OPINION

As a new year approaches, I’m enjoying my time stuck in grad school limbo

My STARS report may say I’m a grad student, but I still feel like I’m in undergrad.

By HELEN NGUYEN
(Lyndzi Ramos / Daily Trojan)

About a week after I walked the stage in May, I received an email from Dornsife welcoming me to the alumni life.

The first paragraph read, “Congratulations to the class of 2023! You are among a record-breaking cohort, with 20,000 graduates conferred. With your well-rounded education from USC Dornsife, we know that you’ll continue to expand your intellectual horizons, broaden your perspectives, and thrive in this next stage of your life.”

I immediately deleted the email. I might’ve graduated, but I sure didn’t feel like an alum — I most certainly didn’t feel like I was in the next stage of my life. The line between undergraduate and graduate studies blur when you pursue them at the same university. And, when all your friends are packing up to move into their new apartments and start their full-time jobs, their post-undergrad transition feels like they leveled up while you’re stuck on repeat.

For the first two and a half years of undergrad, I was set on med school.

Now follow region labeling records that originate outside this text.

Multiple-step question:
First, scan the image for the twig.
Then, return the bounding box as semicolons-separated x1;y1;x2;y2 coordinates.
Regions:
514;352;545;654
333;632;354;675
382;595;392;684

But somewhere between terrible public health policies made during a pandemic and old Supreme Court justices declaring they know more about medicine than doctors do, I realized law might be a better fit than medicine. I decided that I’d rather try to remedy the broken policies than work compliantly within them. The thing is, while my Bachelor of Science in neuroscience might help me understand the inner workings of the brain, it won’t help me understand those of aging politicians and their outdated image of society. So, here I am trying to get a master’s in the studies of law.

My current impressions of graduate life are comparable to straddling a tightrope with accomplishment at the end and the risk of falling and hitting the concrete path of uncertainty at the bottom. Along with that sensational feeling comes the expectation of shedding my identity as an undergrad and stepping into the shoes of a professional-in-training.

Within the span of a single summer, freshman year imposter syndrome mutated into grad studies imposter syndrome. A relentless internal voice accompanied it, suggesting that my decision to continue my academic journey is merely a result of the disruptions caused by the coronavirus pandemic — an attempt to make up for lost time.

The thing is, the voice is right. I have no idea what I’m doing, but for some reason, I’ve found the collective cynicism that echoes in my mind to be both suffocating and comforting. What’s wrong with asking for more time? I don’t need to or want to level up just yet. It’s a longer route, but I suppose I just work well under pressure, thriving with spite, or maybe it’s an unconscious pattern of masochism — an article for another day.

I was ready to leave my undergraduate self behind. I was ready to evolve and follow my peers down the path of the traditional “post-grad adulthood.” I was ready to leave USC behind and be grateful I didn’t have to deal with the University’s convoluting policies and scandals. I was ready to close this chapter in my life. Yet, here I am. In the same house, on the same campus and still writing for the Daily Trojan.

While the idea of “closing a chapter” after graduation is a romantic notion and one I have desired for years, it’s unrealistic and overly dramatic — giving me chest pains more than anything else.

The vast majority of books may be filled with chapters, but not all are. Chapters give structure and readability to a novel and allow readers to follow the author’s narrative in a clear path. But isn’t life a bit more akin to a continuous narrative? Your story doesn’t need any distinguishable chapters unless you want it to have them. Life isn’t predetermined or scripted as novels often are. The stages in your life don’t always have a clear beginning and ending. If they do, good for you. If they don’t, come join me in limbo. There’s no guide, but we don’t need one.

I continue to get judgemental comments from relatives about not having a well-paying job yet and questions from underclassmen about where I’m going now that I’ve graduated. I’m not going anywhere anytime soon. I’ll find a job … eventually. In a world obsessed with social structures and predefined trajectories, the pressure to have it figured out after graduation is soul-crushing. But, I’m tuning it out with “What Was I Made For?” by Billie Eilish on repeat and Greta Gerwig’s “Barbie” on standby. “The real world is forever and irrevocably messed up,” but if Barbie’s figured it out, so can we.